"It is he who reduces rulers to nothing, who makes the judges of the earth meaningless. Scarcely have they been planted, scarcely have they been sown, scarcely has their stock taken rot in the earth, but he merely blows on them, and they wither and the storm carries them away like stubble."
Ancient words, modern sentiments. When the Hebrew Isaiah wrote these words in the eighth century B.C.E., his nation, Israel, was gripped with turmoil. Foreign armies stood poised to invade, cultural and religious apathy were tearing its social fabric apart, and many citizens had lost all hope, all hope that God would ever care for them again.
Is this not very much like many nations today?

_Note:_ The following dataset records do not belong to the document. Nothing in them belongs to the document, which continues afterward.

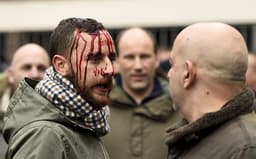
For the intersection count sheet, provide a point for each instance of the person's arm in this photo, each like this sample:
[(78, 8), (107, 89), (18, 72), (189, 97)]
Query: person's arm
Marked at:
[(39, 142), (246, 152)]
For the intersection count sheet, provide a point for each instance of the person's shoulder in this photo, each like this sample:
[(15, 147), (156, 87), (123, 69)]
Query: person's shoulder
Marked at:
[(3, 82)]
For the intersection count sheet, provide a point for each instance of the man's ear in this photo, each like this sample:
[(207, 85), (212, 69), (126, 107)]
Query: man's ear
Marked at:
[(189, 74), (61, 65), (10, 75)]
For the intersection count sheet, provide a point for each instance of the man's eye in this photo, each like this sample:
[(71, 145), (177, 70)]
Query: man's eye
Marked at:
[(26, 67), (128, 57)]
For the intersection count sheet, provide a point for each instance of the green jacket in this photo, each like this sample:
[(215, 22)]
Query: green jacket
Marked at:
[(35, 129), (137, 131), (229, 133)]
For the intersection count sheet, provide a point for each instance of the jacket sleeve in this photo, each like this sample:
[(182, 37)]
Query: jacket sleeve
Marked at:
[(247, 152), (36, 143)]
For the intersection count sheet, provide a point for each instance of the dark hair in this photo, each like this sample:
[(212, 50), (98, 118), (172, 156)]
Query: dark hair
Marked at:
[(63, 36)]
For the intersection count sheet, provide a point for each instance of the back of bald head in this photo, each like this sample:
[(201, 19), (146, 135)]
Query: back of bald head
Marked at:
[(217, 49), (25, 49)]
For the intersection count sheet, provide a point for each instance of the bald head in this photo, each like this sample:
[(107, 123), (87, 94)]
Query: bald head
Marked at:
[(218, 49), (30, 60)]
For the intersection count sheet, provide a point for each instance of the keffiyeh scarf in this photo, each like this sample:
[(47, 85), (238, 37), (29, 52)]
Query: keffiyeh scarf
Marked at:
[(63, 95)]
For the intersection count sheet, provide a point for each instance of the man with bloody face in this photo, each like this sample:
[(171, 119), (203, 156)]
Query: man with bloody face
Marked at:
[(65, 114)]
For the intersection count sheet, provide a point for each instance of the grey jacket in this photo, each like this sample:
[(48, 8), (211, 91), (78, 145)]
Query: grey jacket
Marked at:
[(36, 129), (229, 133)]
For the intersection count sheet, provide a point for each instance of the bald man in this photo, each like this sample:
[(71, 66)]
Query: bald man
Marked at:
[(29, 60), (207, 84)]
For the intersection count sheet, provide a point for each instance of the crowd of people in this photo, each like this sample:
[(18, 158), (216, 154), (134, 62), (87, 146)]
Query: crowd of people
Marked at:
[(92, 96)]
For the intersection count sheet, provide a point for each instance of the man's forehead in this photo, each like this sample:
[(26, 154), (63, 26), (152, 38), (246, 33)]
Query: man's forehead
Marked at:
[(103, 35)]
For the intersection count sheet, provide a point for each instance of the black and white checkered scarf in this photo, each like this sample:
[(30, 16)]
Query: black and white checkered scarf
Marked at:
[(63, 95)]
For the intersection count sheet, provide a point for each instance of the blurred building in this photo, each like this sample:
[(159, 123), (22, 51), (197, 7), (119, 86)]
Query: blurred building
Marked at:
[(23, 21)]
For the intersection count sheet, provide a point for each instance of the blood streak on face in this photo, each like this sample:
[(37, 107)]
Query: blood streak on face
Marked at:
[(79, 55)]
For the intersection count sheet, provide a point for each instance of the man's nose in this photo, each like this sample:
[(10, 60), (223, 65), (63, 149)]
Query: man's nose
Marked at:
[(137, 63), (35, 74), (109, 68)]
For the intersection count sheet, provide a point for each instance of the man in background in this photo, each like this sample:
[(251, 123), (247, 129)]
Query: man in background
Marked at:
[(29, 60), (251, 74), (140, 104)]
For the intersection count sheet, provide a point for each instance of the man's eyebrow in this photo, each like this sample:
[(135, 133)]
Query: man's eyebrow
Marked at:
[(94, 54)]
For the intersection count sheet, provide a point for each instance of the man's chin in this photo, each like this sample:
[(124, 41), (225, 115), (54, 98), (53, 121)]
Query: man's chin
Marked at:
[(100, 101)]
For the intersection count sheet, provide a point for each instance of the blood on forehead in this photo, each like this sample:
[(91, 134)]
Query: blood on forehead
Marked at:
[(85, 44)]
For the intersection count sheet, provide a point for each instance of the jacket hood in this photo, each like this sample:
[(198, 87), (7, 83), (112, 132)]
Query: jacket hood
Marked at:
[(240, 104), (27, 106)]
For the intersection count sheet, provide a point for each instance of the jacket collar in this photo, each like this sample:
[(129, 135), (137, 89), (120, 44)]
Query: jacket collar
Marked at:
[(240, 104)]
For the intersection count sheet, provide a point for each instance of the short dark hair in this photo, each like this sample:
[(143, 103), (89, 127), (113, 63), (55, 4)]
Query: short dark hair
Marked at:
[(63, 36), (148, 32)]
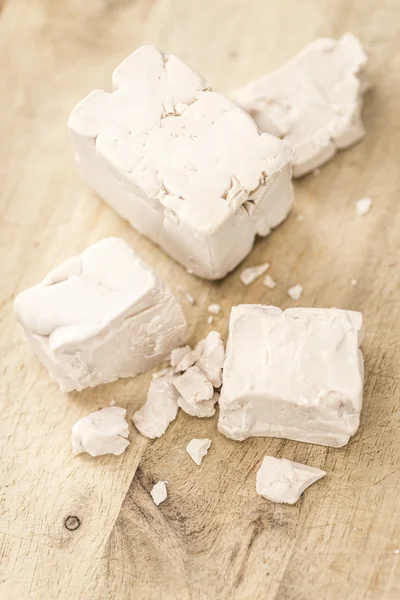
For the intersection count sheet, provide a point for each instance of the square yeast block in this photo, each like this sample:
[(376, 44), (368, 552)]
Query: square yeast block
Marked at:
[(99, 316), (295, 374)]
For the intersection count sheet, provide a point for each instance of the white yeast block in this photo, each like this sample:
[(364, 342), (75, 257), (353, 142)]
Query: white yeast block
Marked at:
[(212, 358), (99, 316), (313, 101), (183, 165), (160, 408), (295, 374), (282, 480), (103, 432)]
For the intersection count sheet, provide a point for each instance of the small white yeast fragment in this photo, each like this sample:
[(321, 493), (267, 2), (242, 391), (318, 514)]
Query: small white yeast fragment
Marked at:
[(203, 409), (193, 386), (295, 292), (282, 480), (212, 358), (160, 409), (250, 274), (269, 282), (102, 432), (159, 492), (198, 448)]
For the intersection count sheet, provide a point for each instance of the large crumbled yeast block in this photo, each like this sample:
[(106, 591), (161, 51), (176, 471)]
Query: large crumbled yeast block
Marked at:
[(314, 101), (103, 432), (183, 165), (282, 480), (99, 316), (295, 374)]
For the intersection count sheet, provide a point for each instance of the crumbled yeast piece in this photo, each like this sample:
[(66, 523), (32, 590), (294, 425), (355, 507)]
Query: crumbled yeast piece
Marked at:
[(188, 358), (363, 206), (295, 292), (187, 295), (214, 309), (182, 164), (197, 449), (99, 316), (295, 374), (282, 480), (212, 358), (160, 409), (178, 354), (159, 492), (250, 274), (313, 101), (102, 432), (269, 282), (193, 386)]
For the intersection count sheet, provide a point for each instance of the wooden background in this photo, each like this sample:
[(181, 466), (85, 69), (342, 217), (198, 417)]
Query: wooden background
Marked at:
[(214, 537)]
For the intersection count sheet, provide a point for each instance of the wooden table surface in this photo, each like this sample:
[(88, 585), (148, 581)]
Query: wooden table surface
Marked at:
[(214, 537)]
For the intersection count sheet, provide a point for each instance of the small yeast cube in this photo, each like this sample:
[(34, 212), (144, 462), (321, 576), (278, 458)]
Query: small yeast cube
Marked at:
[(99, 316), (183, 165), (295, 374)]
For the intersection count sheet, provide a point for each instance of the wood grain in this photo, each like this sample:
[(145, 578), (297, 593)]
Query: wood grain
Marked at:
[(213, 537)]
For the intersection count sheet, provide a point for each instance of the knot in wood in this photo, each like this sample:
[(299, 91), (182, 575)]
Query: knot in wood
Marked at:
[(72, 523)]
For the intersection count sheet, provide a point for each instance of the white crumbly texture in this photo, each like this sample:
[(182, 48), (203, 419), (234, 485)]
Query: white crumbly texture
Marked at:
[(197, 449), (99, 316), (196, 393), (159, 492), (313, 101), (250, 274), (193, 386), (295, 374), (183, 165), (212, 358), (187, 295), (214, 309), (187, 358), (295, 292), (269, 282), (363, 206), (102, 432), (282, 480), (160, 409), (203, 409)]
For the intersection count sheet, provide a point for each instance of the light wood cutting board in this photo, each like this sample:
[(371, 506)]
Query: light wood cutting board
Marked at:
[(214, 537)]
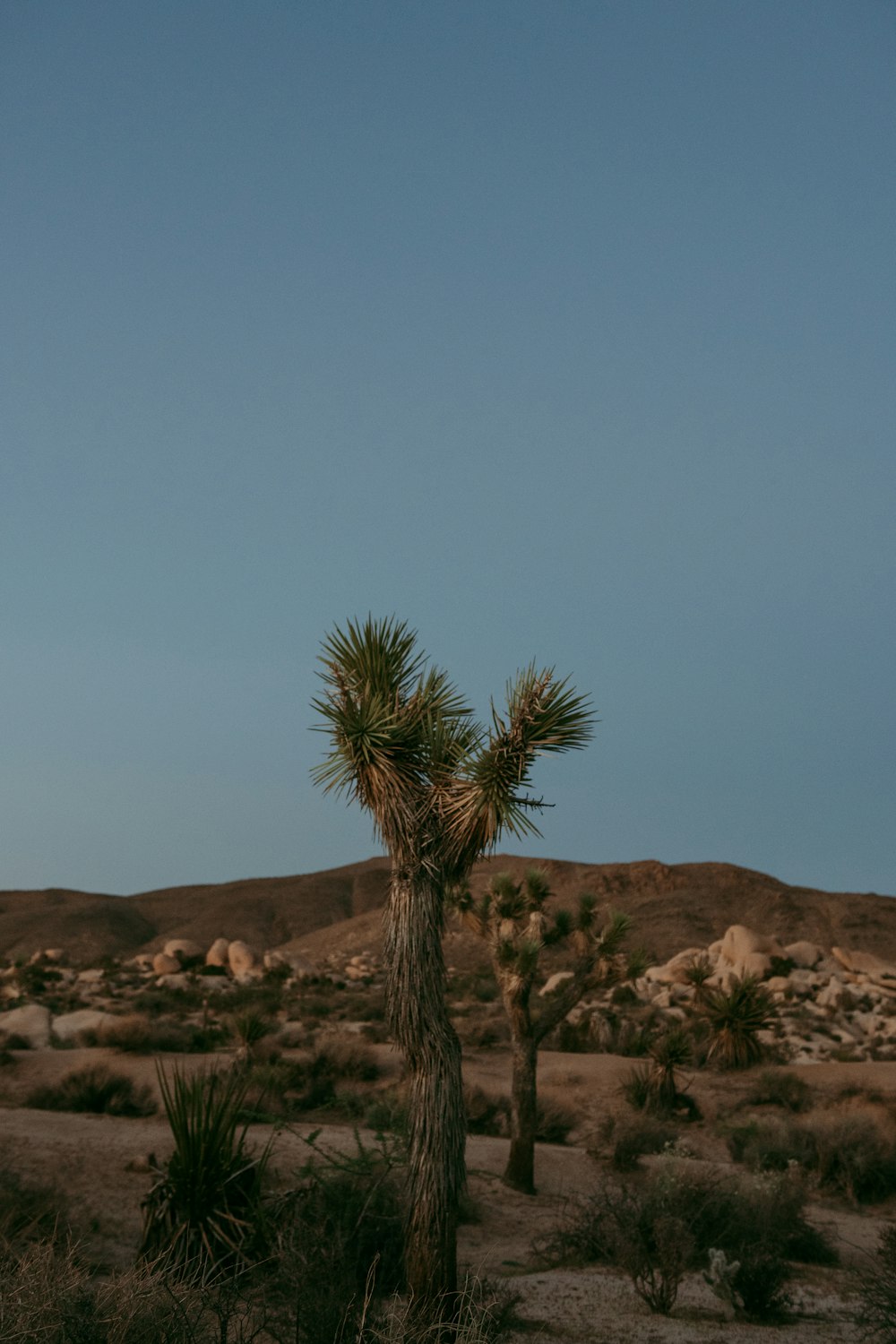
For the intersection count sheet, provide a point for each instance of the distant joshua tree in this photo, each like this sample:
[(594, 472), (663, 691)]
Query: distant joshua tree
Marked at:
[(441, 789), (512, 919)]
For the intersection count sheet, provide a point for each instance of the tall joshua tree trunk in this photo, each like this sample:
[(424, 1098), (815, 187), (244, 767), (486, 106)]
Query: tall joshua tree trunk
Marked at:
[(419, 1019), (441, 789), (520, 1168)]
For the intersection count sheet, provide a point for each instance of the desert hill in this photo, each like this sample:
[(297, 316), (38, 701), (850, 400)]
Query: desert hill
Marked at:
[(673, 906)]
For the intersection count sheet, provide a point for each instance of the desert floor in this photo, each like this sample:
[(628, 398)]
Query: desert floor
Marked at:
[(101, 1164)]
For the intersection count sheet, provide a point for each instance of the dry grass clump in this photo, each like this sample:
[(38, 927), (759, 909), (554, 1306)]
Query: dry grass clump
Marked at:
[(139, 1034), (96, 1090), (669, 1222), (848, 1150)]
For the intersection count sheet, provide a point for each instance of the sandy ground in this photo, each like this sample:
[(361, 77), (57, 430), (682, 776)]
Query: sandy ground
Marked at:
[(101, 1163)]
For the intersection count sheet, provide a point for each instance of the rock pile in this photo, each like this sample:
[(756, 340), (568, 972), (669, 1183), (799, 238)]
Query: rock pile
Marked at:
[(836, 1004)]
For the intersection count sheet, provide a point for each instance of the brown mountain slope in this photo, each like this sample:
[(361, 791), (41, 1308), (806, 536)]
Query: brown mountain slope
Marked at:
[(673, 906)]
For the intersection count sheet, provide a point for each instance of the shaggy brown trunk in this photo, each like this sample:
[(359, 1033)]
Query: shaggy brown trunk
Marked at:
[(419, 1019), (520, 1169)]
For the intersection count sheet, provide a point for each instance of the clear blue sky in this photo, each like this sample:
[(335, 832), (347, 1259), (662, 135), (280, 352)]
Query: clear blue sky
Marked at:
[(563, 331)]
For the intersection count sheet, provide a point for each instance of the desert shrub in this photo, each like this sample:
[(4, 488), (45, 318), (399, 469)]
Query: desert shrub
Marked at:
[(853, 1156), (668, 1223), (877, 1314), (485, 1312), (160, 1000), (96, 1090), (136, 1034), (339, 1249), (287, 1089), (554, 1123), (777, 1088), (847, 1150), (34, 978), (485, 1115), (203, 1215), (771, 1145), (638, 1139), (47, 1296)]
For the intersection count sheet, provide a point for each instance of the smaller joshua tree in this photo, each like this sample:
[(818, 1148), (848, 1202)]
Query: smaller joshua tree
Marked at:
[(512, 919)]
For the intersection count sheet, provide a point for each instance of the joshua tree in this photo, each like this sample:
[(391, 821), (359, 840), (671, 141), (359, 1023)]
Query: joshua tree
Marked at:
[(512, 919), (737, 1015), (441, 789)]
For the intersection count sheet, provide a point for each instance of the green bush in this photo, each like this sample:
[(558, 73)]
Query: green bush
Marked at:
[(778, 1088), (667, 1223), (96, 1090), (847, 1150), (285, 1089), (638, 1139), (877, 1314), (340, 1242), (137, 1034), (48, 1296)]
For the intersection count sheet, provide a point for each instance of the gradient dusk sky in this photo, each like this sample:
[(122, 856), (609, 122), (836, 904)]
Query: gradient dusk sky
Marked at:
[(563, 331)]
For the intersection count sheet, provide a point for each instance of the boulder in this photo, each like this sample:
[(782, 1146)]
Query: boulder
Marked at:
[(804, 954), (70, 1024), (31, 1021), (183, 949), (217, 954), (740, 943), (675, 972), (864, 962), (833, 995), (297, 964), (241, 957), (177, 980)]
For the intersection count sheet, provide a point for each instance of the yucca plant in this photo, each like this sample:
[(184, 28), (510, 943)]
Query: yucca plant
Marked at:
[(654, 1086), (735, 1018), (250, 1027), (441, 789), (203, 1215)]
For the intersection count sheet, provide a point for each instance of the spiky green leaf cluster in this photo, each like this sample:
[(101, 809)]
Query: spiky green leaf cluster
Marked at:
[(408, 747), (203, 1214)]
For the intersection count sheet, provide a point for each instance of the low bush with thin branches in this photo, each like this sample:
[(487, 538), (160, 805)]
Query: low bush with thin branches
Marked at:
[(97, 1090), (659, 1228)]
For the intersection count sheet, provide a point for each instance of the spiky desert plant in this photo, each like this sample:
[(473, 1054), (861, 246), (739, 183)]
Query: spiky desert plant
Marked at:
[(250, 1027), (512, 918), (203, 1212), (440, 788), (735, 1016), (654, 1086)]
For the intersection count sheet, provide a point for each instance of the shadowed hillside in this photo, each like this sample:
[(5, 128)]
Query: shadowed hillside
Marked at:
[(673, 906)]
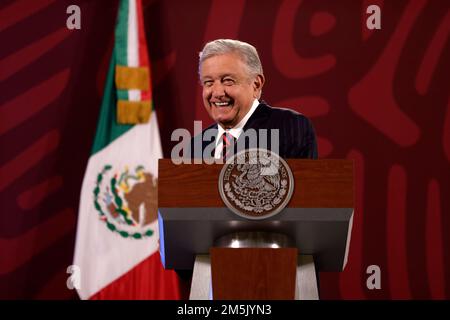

As I look at the impeachment proceedings being conducted in the U.S. Senate, I think often of Isaiah's words. Here we are, little human beings, caught in a unique historical moment, wrestling mightily with its portents, bickering over its meaning, both sides certain of the validity of their positions, no one to judge. Not that the hearings or those who involved in them are meaningless, just that, broadly speaking, without a bigger picture, they have no ultimate point. Absent this, these hearings are merely another permutation, another machination in the lengthy journey of humanity into the mists of history. Though they are vastly important in this moment, if one day the universe will cease to be without a trace, how will we ever grasp them? And ourselves?